Per il marxismo, invece, il problema deve essere affrontato in modo completamente diverso. Torniamo al testo Il corso storico del movimento di classe del proletariato:

 

«Un’altra corrente revisionista, il sindacalismo rivoluzionario, sembra reagire al revisionismo riformistico, in quanto proclama contro il metodo della collaborazione sindacale e parlamentare quello dell’azione diretta, e soprattutto dello sciopero generale, che dovrebbe giungere fino all’espropriazione dei capitalisti; ma in realtà smarrisce anch’esso la giusta via rivoluzionaria, sia perché sorge da tendenze neo-idealiste e volontaristiche borghesi, sia perché crede erroneamente che la sola organizzazione economica possa assolvere tutto il compito della lotta di emancipazione del proletariato, sostituendo la formula: “Il sindacato contro lo Stato” alla formula marxista: “Il partito politico operaio di classe e la dittatura del proletariato contro lo Stato della borghesia”. Le degenerazioni del riformismo avevano condotto la cosiddetta sinistra sindacalista a confondere azione politica con azione elettorale e parlamentare, mentre forma storicamente squisita dell’azione politica svolta a mezzo del partito dev’essere ritenuta l’azione di combattimento rivoluzionario». (Tesi della Sinistra, “Prometeo”, n. 6, marzo-aprile 1947).

 

Ecco dove si colloca la comparsa delle correnti sindacaliste rivoluzionarie come reazione alla degenerazione riformista imperante nella direzione dei partiti socialisti dell’epoca. In questo modo il sindacalismo rivoluzionario cade in un errore simmetrico a quello delle altre correnti riformiste: dove queste ultime negano la funzione del partito nella rivoluzione proletaria e perfino la necessità stessa di questa rivoluzione, i sindacalisti rivendicano l’impulso rivoluzionario escludendo il partito di classe la cui natura storica e non solo la sua forma contingente fu messa in discussione proprio per il prevalere in esse di correnti riformiste. In tal modo, in entrambe le concezioni, il partito viene escluso da quello che per definizione è il suo compito principale, la preparazione rivoluzionaria, e al suo posto vengono poste forme sociali tipicamente capitaliste: la democrazia come via per il superamento del mondo borghese nel caso della socialdemocrazia, e il sindacato, un aggregato lavorativo che si forma secondo la divisione sociale del lavoro caratteristica del mondo capitalista, nel caso del sindacalismo.

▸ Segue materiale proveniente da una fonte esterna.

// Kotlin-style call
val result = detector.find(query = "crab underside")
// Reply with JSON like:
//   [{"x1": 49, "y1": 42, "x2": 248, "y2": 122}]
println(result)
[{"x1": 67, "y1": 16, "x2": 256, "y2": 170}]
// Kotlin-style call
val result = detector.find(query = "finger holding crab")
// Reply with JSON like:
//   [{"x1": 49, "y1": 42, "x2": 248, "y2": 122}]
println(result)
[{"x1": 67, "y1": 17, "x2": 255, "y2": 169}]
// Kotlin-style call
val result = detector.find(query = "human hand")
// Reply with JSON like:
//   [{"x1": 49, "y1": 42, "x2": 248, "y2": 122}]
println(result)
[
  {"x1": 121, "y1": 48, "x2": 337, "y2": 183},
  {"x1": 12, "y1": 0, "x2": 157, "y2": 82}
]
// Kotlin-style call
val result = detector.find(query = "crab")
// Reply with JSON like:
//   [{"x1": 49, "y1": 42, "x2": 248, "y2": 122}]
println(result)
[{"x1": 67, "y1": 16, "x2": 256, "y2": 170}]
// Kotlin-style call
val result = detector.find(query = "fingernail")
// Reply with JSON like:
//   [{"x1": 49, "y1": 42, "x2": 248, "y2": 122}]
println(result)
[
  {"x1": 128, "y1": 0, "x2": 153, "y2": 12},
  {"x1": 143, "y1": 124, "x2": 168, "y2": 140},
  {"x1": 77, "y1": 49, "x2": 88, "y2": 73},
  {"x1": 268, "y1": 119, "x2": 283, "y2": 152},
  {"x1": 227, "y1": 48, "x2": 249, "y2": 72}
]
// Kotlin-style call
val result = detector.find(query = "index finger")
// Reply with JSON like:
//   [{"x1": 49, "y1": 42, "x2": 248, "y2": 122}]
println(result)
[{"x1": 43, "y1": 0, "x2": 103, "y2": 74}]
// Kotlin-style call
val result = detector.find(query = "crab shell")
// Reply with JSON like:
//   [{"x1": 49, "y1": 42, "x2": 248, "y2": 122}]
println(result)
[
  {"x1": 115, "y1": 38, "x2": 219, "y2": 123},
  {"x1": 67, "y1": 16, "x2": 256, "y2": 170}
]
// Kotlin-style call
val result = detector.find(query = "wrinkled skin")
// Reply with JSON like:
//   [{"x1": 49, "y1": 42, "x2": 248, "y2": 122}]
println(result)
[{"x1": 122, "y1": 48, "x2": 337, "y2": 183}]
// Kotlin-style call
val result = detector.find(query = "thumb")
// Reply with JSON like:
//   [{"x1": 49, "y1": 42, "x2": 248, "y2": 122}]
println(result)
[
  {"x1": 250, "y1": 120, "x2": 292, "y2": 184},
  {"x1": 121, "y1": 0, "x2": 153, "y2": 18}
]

Così, il sindacalismo rivoluzionario è inteso come una reazione di fronte a un corpo malato, ma che è essa stessa malata e, quindi, non rappresenta una vera alternativa storica per la classe proletaria.

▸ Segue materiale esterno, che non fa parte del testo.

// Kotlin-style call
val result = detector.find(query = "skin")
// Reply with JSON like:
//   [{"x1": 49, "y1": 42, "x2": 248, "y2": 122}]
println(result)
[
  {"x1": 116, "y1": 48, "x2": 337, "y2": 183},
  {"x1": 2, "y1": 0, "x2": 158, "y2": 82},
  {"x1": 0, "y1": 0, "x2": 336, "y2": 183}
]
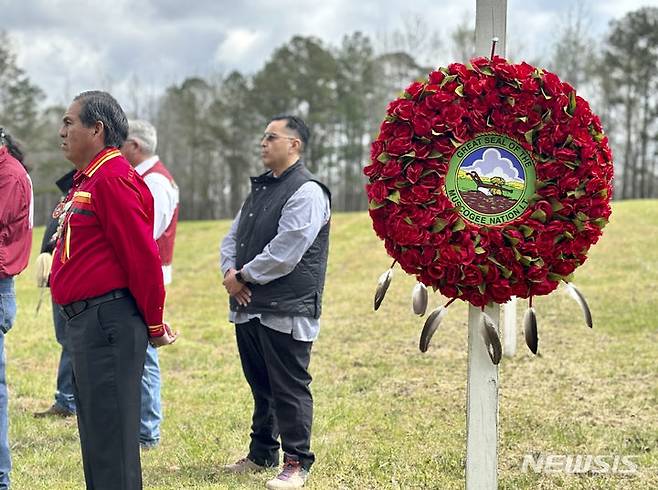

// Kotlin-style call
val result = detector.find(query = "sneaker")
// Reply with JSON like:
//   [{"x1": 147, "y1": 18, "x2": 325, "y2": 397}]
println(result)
[
  {"x1": 34, "y1": 403, "x2": 75, "y2": 419},
  {"x1": 265, "y1": 459, "x2": 308, "y2": 490},
  {"x1": 222, "y1": 458, "x2": 267, "y2": 475},
  {"x1": 139, "y1": 440, "x2": 160, "y2": 451}
]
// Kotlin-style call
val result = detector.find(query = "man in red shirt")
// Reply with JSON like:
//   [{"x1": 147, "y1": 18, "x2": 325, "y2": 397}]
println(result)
[
  {"x1": 0, "y1": 127, "x2": 33, "y2": 489},
  {"x1": 51, "y1": 91, "x2": 176, "y2": 490}
]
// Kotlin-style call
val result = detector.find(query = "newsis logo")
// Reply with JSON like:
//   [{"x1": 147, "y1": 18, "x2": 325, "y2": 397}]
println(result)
[
  {"x1": 521, "y1": 454, "x2": 638, "y2": 475},
  {"x1": 445, "y1": 133, "x2": 536, "y2": 226}
]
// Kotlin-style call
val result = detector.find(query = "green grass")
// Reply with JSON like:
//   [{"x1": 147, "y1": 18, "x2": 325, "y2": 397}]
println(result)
[{"x1": 6, "y1": 201, "x2": 658, "y2": 490}]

Nel caso spagnolo, le correnti politiche e storiografiche, che difendono l’”eccezione sindacalista” come sua caratteristica essenziale, negano addirittura che la principale corrente sindacalista, la CNT, che per 30 anni ha prevalso su qualsiasi altro tipo di organizzazione e che ha riunito al suo interno i più validi e determinati gruppi della classe proletaria, appaiono come reazione all’opportunismo socialdemocratico e collegano la loro fisionomia alle origini stesse dell’Internazionale nel 1868.

Secondo questa visione, l’anarchismo spagnolo predominante tra gli internazionalisti dall’arrivo di Fanelli (il quale, come è noto, con una mano distribuiva gli statuti dell’AIT mentre con l’altra propagandava l’Alleanza bakuninista) è la base stessa dell’anarco-sindacalismo del 1910 e le sue organizzazioni il diretto antecedente della CNT. Senza dubbio sarà necessario, in un altro momento, dedicare tempo e spazio per approfondire una storia come questa, che contiene più mitologia che realtà, ma per ora dovrebbe bastare mostrare la visione generale (ma esatta) delle ragioni che hanno dato origine alla comparsa della corrente sindacalista rivoluzionaria in Spagna.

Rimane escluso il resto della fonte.